Natural language processing is an emerging, complex form of analysis. But a study from Indonesia showed computers can draw sense from doctors’ chats.
An Indonesian analysis of doctors’ chat records in online health forums has revealed that some kinds of artificial intelligence tools are better than others in deriving meaning. The findings could assist researchers around the world to process complex text and draw conclusions.
One of the rapidly growing health services today is telemedicine, after a surge precipitated by the COVID-19 pandemic. Telemedicine has proven to be invaluable in diverting patients from long waits in the emergency room and has changed the practices of thousands of healthcare providers. One type of telemedicine is online health consulting, a text-based chat appointment between patient and doctor. Such chats take place on social media, health websites or mobile applications. Patients send images and/or questions and doctors assess the severity of the disease and make an early diagnosis.
However, whether doctors are providing appropriate precautionary advice, especially for high-risk diseases, is unknown. Artificial intelligence and natural language processing were employed to explore doctors’ messaging from 2014-2021. Natural language processing refers to the use of AI to help computers understand text and spoken language with comparable complexity to humans.
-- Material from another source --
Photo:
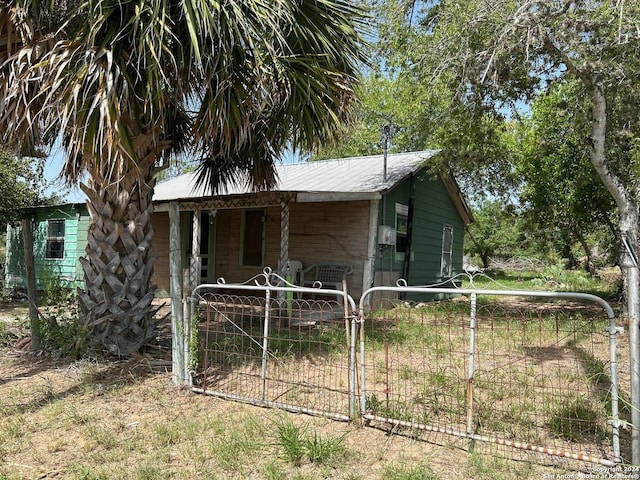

Topic modelling is an approach where computers scan a body of text, find word and phrase patterns within them, and automatically create clusters of related expressions. Topic modelling algorithms can be applied to many different kinds of text, and hold promise for summarising and understanding the ever-evolving archive of digital information.
The study in Indonesia used one of the most common techniques for modelling topics named Latent Dirichlet Allocation (LDA). This assigns topics based on the probability that a word or section of text has similarities. For example, the computer will not know that dog, pooch and puppy are related words in English, but given the frequency of their occurrence in similar settings, it will assume they are somehow related and assign them to the same topic. For comparison, the same test was run using a hybrid LDA, combining the LDA method and the inference engine. The inference engine helps solve the LDA algorithm’s accuracy problems by estimating if words are related to two topics.
The dataset was sourced from three online health consultation sites: www.sehatq.com, www.klikdokter.com, and www.alodokter.com, with 18,737 entries. All data was cleaned up following previous work on Indonesian text.
The results showed that topic modelling using Hybrid LDA was better than the LDA model. The number of times a word was assigned to the topic also provided insight. For example, “drink” might be mentioned in a doctor’s answer to a question about kidney disease. However, topic modelling with hybrid LDA might assign “drink” to diarrheal disease because it occurs there more frequently. Analysis can also be tripped up by the same words being used in both precautionary advice and symptom descriptions.
The hybrid LDA grouped the text into four domains: symptoms/diagnosis, treatment, precautionary measures and general text, which contained words unrelated to disease. Medical experts then checked the accuracy of the AI. For example for kidney disease, symptoms/diagnosis words included: kidney, stones, large, channel, urinary, failure, function, infection, urine, pain, waist, urinate, liquid, sick, chronic, disorder, cysts, and veins. Treatment words involved: discard, bladder, water, USG, measure, wash. Precautionary words included: measure, condition, channel, and urinary.
The work showed that hybrid LDA is the better tool for this kind of analysis and that it made sensible conclusions about groupings for doctors’ terms. The analysis also managed to find precautionary terms that were relevant to the disease among the doctors’ responses. The results may inform other kinds of natural language processing tests elsewhere in the world.
Safitri Juanita is a doctoral candidate at the Department of Electrical Engineering, Faculty of Intelligent Electrical and Informatics Technology, Institut Teknologi Sepuluh Nopember, Surabaya, Indonesia and a senior lecturer at the Faculty of Information Technology, Universitas Budi Luhur, Jakarta, Indonesia.
Mauridhi Hery Purnomo is a senior researcher at the Department of Computer Engineering, Faculty of Intelligent Electrical and Informatics Technology, Institut Teknologi Sepuluh Nopember, Surabaya, Indonesia. He is the Chair of the Laboratory of Multimedia Computing and Machine Intelligence.
Diana Purwitasari is an associate professor from Department of Informatics, Faculty of Intelligent Electrical and Informatics Technology, Institut Teknologi Sepuluh Nopember, Surabaya, Indonesia.